C'est un lancement très attendu : Jean-Luc Mélenchon a ouvert ce dimanche son premier meeting de campagne à Saint-Denis, une ville qui devient le symbole de La France Insoumise (LFI) et du projet de la "Nouvelle France" qu'il défend.
Le meeting, prévu à 15H30 sur la place Victor Hugo, s'installe dans un site chargé d'histoire, entre la mairie aux mains de l'Insoumis Bally Bagayoko et la basilique, nécropole des rois de France. "Je crois à la puissance des lieux", a déclaré Mélenchon récemment, soulignant l'importance de ce cadre pour son discours.
Pour lui, ce moment inaugure réellement sa campagne après avoir confirmé sa candidature début mai. Les Insoumis visent une forte mobilisation, espérant rassembler au moins 10 000 personnes pour ce rendez-vous. Une majorité des élus LFI, dont Bally Bagayoko, sera présente pour renforcer la dynamique.
Ce meeting s'inscrit dans une double dimension : relier l'héritage historique de la France avec le projet politique futuriste de Mélenchon. Manuel Bompard, coordinateur de LFI, précise qu'il ne s'agira pas d'une simple rencontre programmée, mais d'un espace pour développer des idées essentielles.
Jean-Luc Mélenchon, connu pour son éloquence, sera soutenu par des figures littéraires emblématiques telles qu'Annie Ernaux et Éric Vuillard, qui prendront également la parole. "Nous souhaitons une campagne éducative, ancrée dans l'idée d'une éducation populaire", ajoute Bompard.
Les premiers retours sur la campagne s'avèrent prometteurs. Les derniers sondages l'affichent dans une position encourageante, avec des intentions de vote variant entre 13 et 15 % pour le premier tour. Cette dynamique contrastante est particulièrement soulignée par rapport à une gauche en proie à des difficultés de coordination autour d'une primaire unitaire.

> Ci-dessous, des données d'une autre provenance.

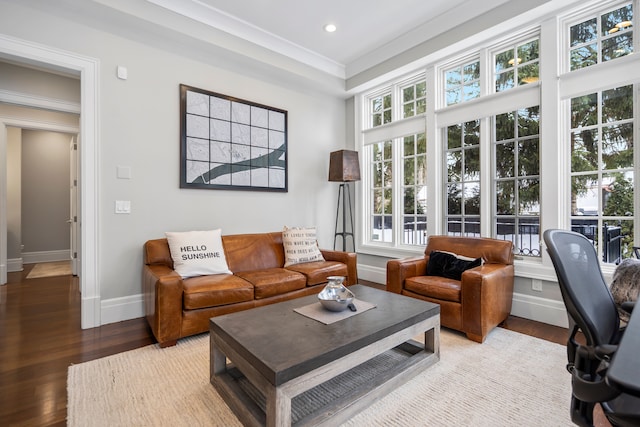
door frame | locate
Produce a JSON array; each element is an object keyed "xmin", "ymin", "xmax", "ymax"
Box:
[{"xmin": 0, "ymin": 34, "xmax": 101, "ymax": 329}]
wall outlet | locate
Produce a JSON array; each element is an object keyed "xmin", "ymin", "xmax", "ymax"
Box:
[{"xmin": 531, "ymin": 279, "xmax": 542, "ymax": 292}]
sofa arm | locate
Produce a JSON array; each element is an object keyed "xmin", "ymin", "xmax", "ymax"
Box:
[
  {"xmin": 142, "ymin": 265, "xmax": 183, "ymax": 347},
  {"xmin": 320, "ymin": 249, "xmax": 358, "ymax": 286},
  {"xmin": 387, "ymin": 257, "xmax": 427, "ymax": 294},
  {"xmin": 461, "ymin": 264, "xmax": 514, "ymax": 342}
]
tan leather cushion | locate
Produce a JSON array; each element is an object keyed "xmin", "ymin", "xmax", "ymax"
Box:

Un cadre de LFI témoigne : "La mobilisation a dépassé nos attentes. Des soutiens affluent plus tôt que prévu, preuve de l'élan positif qui entoure notre leader". De surcroît, un député de LFI mentionne que le mouvement bénéficie d'un intérêt croissant même parmi les écologistes, malgré l'échec paternel d'une primaire unie jusqu'à présent.
Avec la proposition d'une "double primaire" du Parti Socialiste, la tension politique se fait palpable. Les Insoumis rétorquent que "dénigrer Mélenchon ne constitue pas un projet viable".

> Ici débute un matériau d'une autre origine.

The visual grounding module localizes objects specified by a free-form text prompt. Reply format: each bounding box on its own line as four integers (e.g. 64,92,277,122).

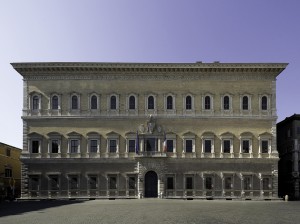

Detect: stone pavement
0,199,300,224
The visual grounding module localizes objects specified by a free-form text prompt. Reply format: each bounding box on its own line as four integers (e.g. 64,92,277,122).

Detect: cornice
11,62,288,76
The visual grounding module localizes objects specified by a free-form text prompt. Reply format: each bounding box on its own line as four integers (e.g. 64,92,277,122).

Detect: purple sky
0,0,300,147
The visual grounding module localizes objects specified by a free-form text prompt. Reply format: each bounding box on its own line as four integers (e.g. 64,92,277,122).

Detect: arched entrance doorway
145,171,158,198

D'autres candidats se prépareront à leurs propres rassemblements dans les semaines suivantes, alors que la scène politique se dynamise. De plus, un moment clé pour la droite est également à suivre : la décision de la cour d'appel de Paris concernant l’affaire des assistants RN au Parlement européen, prévue pour le 7 juillet, qui pourrait avoir des répercussions sur la candidature de Marine Le Pen.